Cette question engage deux sous-questions : premièrement, l’activité artistique est-elle avant tout consciente? Ne doit-on pas renoncer à l’idée d’une maîtrise consciente de l’artiste sur sa production (cf. Schelling, Freud, etc.) Et deuxièmement, l’art a-t-il effectivement affaire à la vérité? Tout ne semble pas relever de la vérité. Considérons le cas de l’action politique : elle est évaluée non en fonction de la vérité ou de l’erreur, mais de la réussite ou de l’échec. Elle a toutefois encore affaire à la vérité à travers la catégorie du vraisemblable. Car l’action politique n’est possible que si elle peut entraîner l’adhésion des foules qu’il s’agit de convaincre. Il faut donc produire un discours vraisemblable. Mais le vraisemblable n’est pas le vrai. C’est peut-être même une forme particulière de mensonge.
Or l’art permet de construire le vraisemblable. Dans sa dimension mimétique, il est donc un instrument pour le politique. Aussi le politique a toujours cherché à asservir l’art pour en faire un instrument de propagande. Pour se libérer de la tutelle du politique, l’art doit-il rejeter le mimétique et la vraisemblance, comme le suggère Platon, et se redonner pour objectif une vérité plus haute?

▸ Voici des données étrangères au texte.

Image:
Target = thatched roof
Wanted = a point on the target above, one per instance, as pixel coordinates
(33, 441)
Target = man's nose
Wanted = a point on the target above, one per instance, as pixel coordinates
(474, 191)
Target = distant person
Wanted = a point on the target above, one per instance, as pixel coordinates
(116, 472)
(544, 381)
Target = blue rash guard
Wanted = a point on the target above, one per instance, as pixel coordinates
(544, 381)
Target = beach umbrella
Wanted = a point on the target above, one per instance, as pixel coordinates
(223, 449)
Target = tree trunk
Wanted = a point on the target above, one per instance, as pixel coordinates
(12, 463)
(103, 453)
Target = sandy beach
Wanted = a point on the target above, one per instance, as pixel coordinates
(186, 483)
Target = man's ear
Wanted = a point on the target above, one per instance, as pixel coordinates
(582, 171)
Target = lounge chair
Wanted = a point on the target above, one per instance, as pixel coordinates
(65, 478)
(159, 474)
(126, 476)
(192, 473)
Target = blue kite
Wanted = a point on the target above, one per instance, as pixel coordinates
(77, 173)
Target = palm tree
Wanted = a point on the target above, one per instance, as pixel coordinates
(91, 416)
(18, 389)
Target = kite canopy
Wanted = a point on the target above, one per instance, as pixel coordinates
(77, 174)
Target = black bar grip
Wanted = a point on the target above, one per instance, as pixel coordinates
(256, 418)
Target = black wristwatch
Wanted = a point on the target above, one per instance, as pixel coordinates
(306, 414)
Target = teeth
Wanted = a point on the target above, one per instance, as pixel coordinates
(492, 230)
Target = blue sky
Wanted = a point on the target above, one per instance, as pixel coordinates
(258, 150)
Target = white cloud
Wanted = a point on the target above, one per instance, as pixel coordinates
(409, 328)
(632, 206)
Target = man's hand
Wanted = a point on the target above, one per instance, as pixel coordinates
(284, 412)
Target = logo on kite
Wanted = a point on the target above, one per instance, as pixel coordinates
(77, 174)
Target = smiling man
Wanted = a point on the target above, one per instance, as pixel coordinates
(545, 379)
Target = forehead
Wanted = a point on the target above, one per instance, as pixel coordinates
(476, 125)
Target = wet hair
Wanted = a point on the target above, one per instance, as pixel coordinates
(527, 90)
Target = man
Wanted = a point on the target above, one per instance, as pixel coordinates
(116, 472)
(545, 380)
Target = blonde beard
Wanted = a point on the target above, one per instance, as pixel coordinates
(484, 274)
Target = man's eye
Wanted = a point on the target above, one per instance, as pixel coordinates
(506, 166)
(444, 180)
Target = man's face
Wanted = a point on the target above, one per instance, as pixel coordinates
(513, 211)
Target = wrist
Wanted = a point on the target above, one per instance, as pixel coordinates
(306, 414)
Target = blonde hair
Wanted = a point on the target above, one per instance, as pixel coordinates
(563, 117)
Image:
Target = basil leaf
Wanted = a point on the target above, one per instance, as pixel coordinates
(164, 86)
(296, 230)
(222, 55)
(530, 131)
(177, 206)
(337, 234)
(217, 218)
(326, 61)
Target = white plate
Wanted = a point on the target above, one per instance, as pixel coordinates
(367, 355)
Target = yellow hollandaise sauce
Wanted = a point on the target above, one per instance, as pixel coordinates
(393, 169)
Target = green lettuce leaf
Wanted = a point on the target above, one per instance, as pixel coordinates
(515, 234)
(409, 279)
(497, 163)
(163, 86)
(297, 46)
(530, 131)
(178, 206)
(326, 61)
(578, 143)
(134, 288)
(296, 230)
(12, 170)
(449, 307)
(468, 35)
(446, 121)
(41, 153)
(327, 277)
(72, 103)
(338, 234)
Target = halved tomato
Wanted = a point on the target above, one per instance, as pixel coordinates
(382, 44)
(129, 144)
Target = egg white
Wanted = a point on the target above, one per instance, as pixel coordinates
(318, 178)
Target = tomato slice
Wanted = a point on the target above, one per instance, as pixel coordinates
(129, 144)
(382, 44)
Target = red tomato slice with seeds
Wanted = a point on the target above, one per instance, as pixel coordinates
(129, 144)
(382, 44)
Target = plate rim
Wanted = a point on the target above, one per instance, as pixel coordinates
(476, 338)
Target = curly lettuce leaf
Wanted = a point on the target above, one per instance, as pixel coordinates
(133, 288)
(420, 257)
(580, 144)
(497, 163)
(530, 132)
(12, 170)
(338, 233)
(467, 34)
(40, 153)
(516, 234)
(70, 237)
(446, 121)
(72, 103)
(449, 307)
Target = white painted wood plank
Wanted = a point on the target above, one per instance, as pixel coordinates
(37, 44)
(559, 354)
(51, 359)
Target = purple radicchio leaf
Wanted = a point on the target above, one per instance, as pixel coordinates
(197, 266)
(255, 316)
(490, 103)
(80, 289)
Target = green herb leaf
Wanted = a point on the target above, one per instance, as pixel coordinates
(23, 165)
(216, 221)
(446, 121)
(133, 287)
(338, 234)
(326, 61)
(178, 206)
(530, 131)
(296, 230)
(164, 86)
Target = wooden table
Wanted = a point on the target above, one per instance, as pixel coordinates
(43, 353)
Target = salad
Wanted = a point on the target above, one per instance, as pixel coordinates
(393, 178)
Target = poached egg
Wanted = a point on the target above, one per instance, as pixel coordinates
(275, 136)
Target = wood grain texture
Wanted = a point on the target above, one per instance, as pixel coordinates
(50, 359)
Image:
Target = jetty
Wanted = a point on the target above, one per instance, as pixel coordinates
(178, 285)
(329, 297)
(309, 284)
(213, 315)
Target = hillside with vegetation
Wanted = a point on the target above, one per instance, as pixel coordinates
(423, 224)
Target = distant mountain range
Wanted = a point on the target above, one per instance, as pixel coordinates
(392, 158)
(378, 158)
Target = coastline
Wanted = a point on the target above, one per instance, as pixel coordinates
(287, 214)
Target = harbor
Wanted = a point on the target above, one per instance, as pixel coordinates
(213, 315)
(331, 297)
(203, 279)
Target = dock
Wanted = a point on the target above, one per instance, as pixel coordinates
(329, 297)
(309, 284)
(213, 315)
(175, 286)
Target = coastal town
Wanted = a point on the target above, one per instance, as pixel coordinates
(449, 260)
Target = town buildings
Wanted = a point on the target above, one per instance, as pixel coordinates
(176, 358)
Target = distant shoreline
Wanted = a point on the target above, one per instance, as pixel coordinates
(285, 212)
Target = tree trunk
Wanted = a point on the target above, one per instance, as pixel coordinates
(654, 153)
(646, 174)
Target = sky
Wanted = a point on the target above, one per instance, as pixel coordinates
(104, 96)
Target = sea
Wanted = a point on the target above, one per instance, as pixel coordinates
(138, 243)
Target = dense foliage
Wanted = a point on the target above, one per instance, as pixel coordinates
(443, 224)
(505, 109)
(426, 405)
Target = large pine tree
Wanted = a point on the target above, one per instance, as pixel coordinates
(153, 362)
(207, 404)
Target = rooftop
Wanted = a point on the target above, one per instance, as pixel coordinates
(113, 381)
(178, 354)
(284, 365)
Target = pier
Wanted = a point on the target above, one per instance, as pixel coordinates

Mais qu’en est-il de cette vérité? Ne faut-il pas admettre avec Nietzsche que la vérité est une illusion radicale? S’engager dans cette direction, c’est généraliser le concept d’art : comprendre la science elle-même comme création artistique, métaphorique. Si la vérité n’est qu’une « suite mouvante de métaphores, de métonymies », la frontière entre vérité et erreur s’efface. L’art est ce qui nous révèle que le monde n’est pas vrai, il nous confronte à l’inexistence. Et l’art contemporain, qui travaille, comme le montre Rancière (Ivan Lapeyroux), sur l’imprésentable, la défiguration de la figure, la dissolution des formes d’art traditionnelles (peinture, sculpture) apparaît alors comme l’exploration ultime de l’absence de toute vérité.
Reste trois difficultés à affronter : premièrement, comment éviter l’enlisement du nihilisme? Car tel est précisément, et c’est ce sur quoi insiste Ciro Bruni, l’enjeu fondamental de Nietzsche qui récuse les instincts eudémonistes. Deuxièmement, qu’en est-il de la volonté de vérité des artistes comme, par exemple, le compositeur Fausto Romitelli (Alessandro Arbo)? Est-ce une illusion nécessaire pour la création? Ou peut-on penser une forme de vérité par-delà la fictionalité essentielle de l’art ? Qu’en est-il ainsi de l’ambition « réaliste » en art? Est-elle également une irréductible illusion?
Troisièmement, Nietzsche affirme que l’art parvient quand même à une forme de vérité dans la mesure où il nous révèle le caractère simplement apparent de l’apparence, et nous dévoile sous la condition du mensonge la tromperie à l’œuvre dans les opérations de métaphorisation. Mais cette vérité n’est-elle pas celle du menteur qui dit «je mens»? Et la théorie nietzschéenne ne nous conduit-elle pas à un cercle logique analogue au paradoxe logique sur lequel a buté la théorie mathématique en 1901 (Alain Séguy-Duclot)?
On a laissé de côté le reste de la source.